Nigeria v P&ID: We Review What We Can Learn From The Court Process

Nigeria v P&ID: We Review What We Can Learn From The Court Process

 

I am sure a lot of you have seen the news that Nigeria recently won an important case in the UK courts against P&ID. So what happened?

Summary of the case

This scandal began in the late 2000s when the administration of then-President Umaru Musa Yar’Adua planned to address Nigeria’s energy supply crisis by exploiting vast untapped gas reserves in its mineral-rich Niger Delta region.

Seizing the opportunity, Process & Industrial Developments (P&ID) pitched an ambitious project to the petroleum ministry, to build and operate a gas-processing plant near the southern city of Calabar despite having never undertaken a project like that before.

Under the terms of the agreement, the government would provide wet gas to P&ID for free over 20 years. The two parties would then split the processed resource, with the government using its share to help power the country’s energy grid.

But the project never got off the ground. P&ID never built the plant and Nigeria never provided the company with any gas. P&ID blamed the government for the failure and convinced an arbitration panel it had been wronged.

In January 2017, a London-based arbitration panel ruled that Nigeria pay €6.21bn to P&ID as compensation for breaching the contract awarded in 2010. The panel awarded the company damages equivalent to the total hypothetical profit the company would have made over the lifespan of the contract – €6.21bn plus interest of €1.22m per day from the time the contract was breached. That amount has since ballooned to €10.72bn with interest.

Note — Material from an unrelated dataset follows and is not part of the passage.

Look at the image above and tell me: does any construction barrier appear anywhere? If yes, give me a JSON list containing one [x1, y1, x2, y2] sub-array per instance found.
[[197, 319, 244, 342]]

Nigeria refused to pay and sued P&ID at London’s High Court, saying P&ID had bribed senior officials to obtain the contract and corrupted the country’s lawyers to obtain confidential documents during the arbitration. P&ID denied this and accused Nigeria of institutional incompetence. The court found that P&ID had paid bribes to a Nigerian oil ministry official in connection with the gas contract signed in 2010, and had failed to disclose this when it later took Nigeria to arbitration over the collapse of the deal.

The judge said a further hearing would take place to decide whether to send the case back to arbitration or ditch the €10.34 billion award without further delay. P&ID can also appeal the case.

Here are few links that give some more detail about the case:

Revealed: Ex-Nigerian gov’t official to share in €10.34bn gas scandal damages

Ill-Health Stalls Trial Of Grace Taiga, Former Nigerian Director Who Is Accomplice In P&ID Scam

Trial Of P&ID Commercial Director, Kuchazi Stalled In Nigerian Court Over Lawyer’s Illness

Contract at heart of €10.34bn claim on Nigeria found to be fraudulent

What does this court judgment teach us?

You know what we do at Lawpadi, we take something that happens in the legal space in Nigeria, and we think to ourselves…what can we teach our subscribers about this? In this case, you can see that the court overturned the arbitration award because the court decided that the contract was obtained by fraud – so fraud can invalidate a contract.

So what else can invalidate a contract?

Illegal subject matter – If the subject matter is illegal, the contract will not be valid. If the formation or performance of the contract will require a party to break the law, the contract is invalid. e.g. Agreement for the sale or distribution of prohibited substances, such as drugs

Contracts formed under duress – Duress is when pressure is exerted upon a person to make that person enter into a contract they otherwise wouldn’t enter. It could be by use of force, such as when a person is held at gunpoint, or the threat of force. For an action to amount to duress, it must be unlawful.

Unconscionability – Unconscionability is when the terms of a contract are harsh, unfair, excessively oppressive, and unduly one-sided.

Lack of capacity to enter a contract – For a contract to be valid, all the parties must have the legal capacity to contract. Certain persons by law cannot enter a contract – minors, persons with a mental deficiency, persons under the influence of drugs or alcohol etc.

Public Policy – Contracts can be found unenforceable on grounds of public policy not only to protect one of the parties involved, but also because what the contract represents could pose harm to society as a whole. For example, a court will never enforce a contract promoting something already against state or federal law (you can never enforce a contract for an illegal marijuana sale) or an agreement that offends the “public sensibilities” (contracts involving some sort of sexual immorality, for example).

So there you have it, now you know how a contract can be invalid.